The blinking red light at 12th and Jackson streets has got some residents seeing red.

"I don't think it's a good idea, they should have left the lights in," Steve Spurbeck said. "There's too much confusion."

It's the same story at 27th Street and Cleveland Avenue.

"This is going to be an accident waiting to happen. There's no one coming to a complete stop," local business owner Byron Smith said.

Everybody is talking about the city's first phase of their traffic light project - replacing 37 high-pedestrian traffic light areas with stop signs and blinking red lights. City officials admit the change isn't for drivers.

"These are going to benefit the pedestrian more than the driver. But when it comes down to it, our interest is in the safety of the people in Kansas City," Sean Demory with Kansas City Public Works said.

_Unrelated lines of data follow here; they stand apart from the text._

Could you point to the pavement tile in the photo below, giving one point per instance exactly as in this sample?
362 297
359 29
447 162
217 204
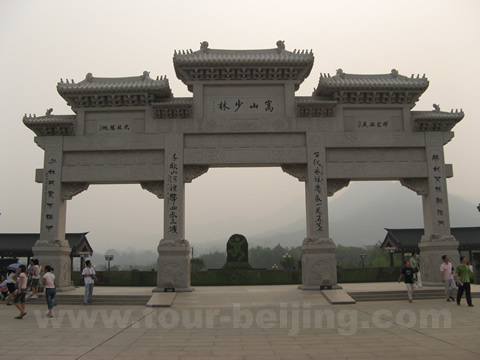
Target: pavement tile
311 328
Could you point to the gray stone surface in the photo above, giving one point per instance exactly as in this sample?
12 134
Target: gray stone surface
263 328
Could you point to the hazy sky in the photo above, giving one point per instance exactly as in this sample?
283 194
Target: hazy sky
44 41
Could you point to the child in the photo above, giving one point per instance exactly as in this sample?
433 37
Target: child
19 299
409 273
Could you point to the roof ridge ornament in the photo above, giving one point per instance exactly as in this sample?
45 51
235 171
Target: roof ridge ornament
204 47
280 46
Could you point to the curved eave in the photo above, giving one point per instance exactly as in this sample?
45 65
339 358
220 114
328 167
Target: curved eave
327 86
51 125
230 61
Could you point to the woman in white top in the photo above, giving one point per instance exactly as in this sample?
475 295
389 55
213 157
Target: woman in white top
49 284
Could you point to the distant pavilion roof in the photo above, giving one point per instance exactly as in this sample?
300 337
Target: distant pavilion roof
243 65
21 244
406 240
371 89
128 91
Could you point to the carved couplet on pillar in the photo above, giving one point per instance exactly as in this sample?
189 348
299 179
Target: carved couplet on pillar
52 248
316 188
174 192
173 264
53 206
319 265
437 240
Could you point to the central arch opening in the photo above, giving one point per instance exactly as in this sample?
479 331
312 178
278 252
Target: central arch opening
253 201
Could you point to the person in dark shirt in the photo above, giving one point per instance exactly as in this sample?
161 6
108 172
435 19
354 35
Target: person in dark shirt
408 272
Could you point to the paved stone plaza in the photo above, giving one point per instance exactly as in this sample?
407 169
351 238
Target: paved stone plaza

And the city is hearing about it. Councilman Jermaine Reed said his phone has been ringing off the hook, but he said it's a work in progress.

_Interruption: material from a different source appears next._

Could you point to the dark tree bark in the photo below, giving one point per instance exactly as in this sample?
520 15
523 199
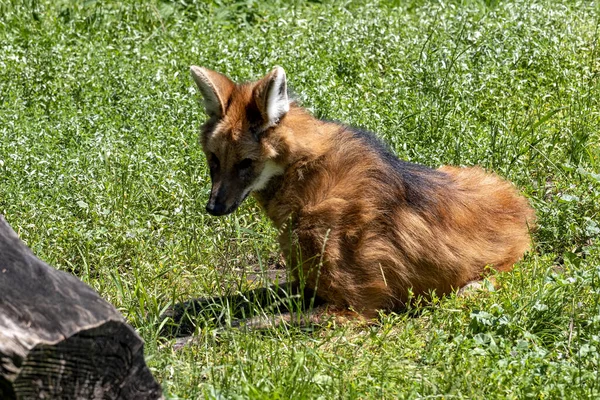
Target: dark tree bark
59 339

"I have gone through and done my own windshield survey and seen the stop signs and many of the changes," Reed said. "Right off the top of my head, I don't know if it's a good idea or bad idea just yet."

Some drivers do think it's a good idea.

"It makes it safe. A lot of people will be driving wild, especially the youngsters out here," Kevin Riley said.

The mayor said the changes also help the environment because there are less idling cars.

"It's making sure we are being as environmentally sound as we possibly can, but it also has a safety component to making sure that the lights themselves are not contributing to accidents or problems with people," said Kansas City, MO, Mayor Sly James.

Public Works said they will spend the next two weeks looking at the updates and will makes changes to the system as needed.

Residents wanting information on the traffic signal changes can attend a public meeting on the traffic lights Monday at 6 p.m. at the Samuel U. Rodgers Health Center at 825 Euclid.